Now this is not a response to those who hold the view there is no need for Muslims to
fight today - it is clear that most understand that need, and there is a whole collection of
ahadith that stipulate fighting, specifically, will continue until the final hour by a
group from amongst the Muslims. This is a response to those who jump on brothers like Abu
Hamza who call for fighting (sometimes in the correct manner and place, and sometimes
not).

The brother called for the need for Jihad in Afghanistan, Uzbekistan, Eritrea and
Chechnya. Now those who do not see the need for an armed struggle in those areas need their eyes
and minds examining. Before we are so eager to make a blanket statement such as "oh I
don't support anything he says..." perhaps you should look to his missing arms and eye
(which the media love to concentrate upon as they think it makes him look like some sort of a
monster) and realise he lost that in Jihad - fighting for the right of Muslims to live in
a land free from oppression. He, and many like him, gave his body in that struggle - and
although it does not purify him from all sin and mistake in the future surely it protects
him from the offhand and immature insults/rejections of a Muslim youth woefully ignorant
of what he has tried to give the deen.

wa salaam
Re: What I discovered inside Finsbury Park mosque
jannah
02/02/03 at 04:44:10
I think you misunderstood what I wrote bro/sis.
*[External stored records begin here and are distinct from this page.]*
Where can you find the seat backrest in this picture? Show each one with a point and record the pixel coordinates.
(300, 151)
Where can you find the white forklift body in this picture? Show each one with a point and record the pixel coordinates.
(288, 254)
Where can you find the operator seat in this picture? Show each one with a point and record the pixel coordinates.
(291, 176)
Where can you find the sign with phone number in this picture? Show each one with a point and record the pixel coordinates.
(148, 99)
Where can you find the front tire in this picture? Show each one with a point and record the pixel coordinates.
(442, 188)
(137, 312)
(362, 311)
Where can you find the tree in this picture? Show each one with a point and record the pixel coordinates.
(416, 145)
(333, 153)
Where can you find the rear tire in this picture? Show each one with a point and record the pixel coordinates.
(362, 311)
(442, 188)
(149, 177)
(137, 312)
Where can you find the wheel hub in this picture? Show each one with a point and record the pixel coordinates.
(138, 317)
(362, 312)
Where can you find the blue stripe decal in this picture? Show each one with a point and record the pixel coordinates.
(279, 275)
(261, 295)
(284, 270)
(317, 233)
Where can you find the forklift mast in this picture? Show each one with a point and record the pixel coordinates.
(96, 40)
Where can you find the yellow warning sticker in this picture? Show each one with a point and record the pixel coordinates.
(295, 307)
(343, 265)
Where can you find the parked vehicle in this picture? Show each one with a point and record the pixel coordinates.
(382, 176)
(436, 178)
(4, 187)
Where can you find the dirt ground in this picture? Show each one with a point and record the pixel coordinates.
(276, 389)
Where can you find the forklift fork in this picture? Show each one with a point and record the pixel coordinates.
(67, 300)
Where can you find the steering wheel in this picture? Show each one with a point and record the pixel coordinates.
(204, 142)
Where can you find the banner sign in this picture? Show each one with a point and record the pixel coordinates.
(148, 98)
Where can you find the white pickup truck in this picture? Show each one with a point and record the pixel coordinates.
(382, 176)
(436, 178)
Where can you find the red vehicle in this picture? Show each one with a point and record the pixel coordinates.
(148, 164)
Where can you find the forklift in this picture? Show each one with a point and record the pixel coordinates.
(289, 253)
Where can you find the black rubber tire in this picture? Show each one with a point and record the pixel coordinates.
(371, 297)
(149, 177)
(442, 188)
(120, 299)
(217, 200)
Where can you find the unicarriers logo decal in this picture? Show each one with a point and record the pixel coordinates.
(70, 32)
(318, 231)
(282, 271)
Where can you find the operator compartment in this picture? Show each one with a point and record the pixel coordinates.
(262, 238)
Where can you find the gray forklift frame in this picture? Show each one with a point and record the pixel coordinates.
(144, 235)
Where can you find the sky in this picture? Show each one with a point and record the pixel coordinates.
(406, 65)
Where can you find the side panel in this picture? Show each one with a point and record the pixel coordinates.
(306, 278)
I didn't mean Abu Hamza and his followers/views etc were disgusting, but that the clear bias in the article was.  The point that I was making is that I don't dislike the article because of what it says against Abu Hamza et al but because of the misconceptions and clear bias and propoganda in the article.

And no I don't support Abu Hamza/his followers/views from what I've read and heard about him from Muslims and I don't believe this is the proper forum to argue over it.
Re: What I discovered inside Finsbury Park mosque
BrKhalid
02/02/03 at 04:48:09
Asalaamu Alaikum Anonymous ;-)

[quote]...a Muslim youth woefully ignorant...[/quote]

To me it's not just the youth that are ignorant but we all are sometimes [including myself] when it comes to how we disagree with each other over matters of deen.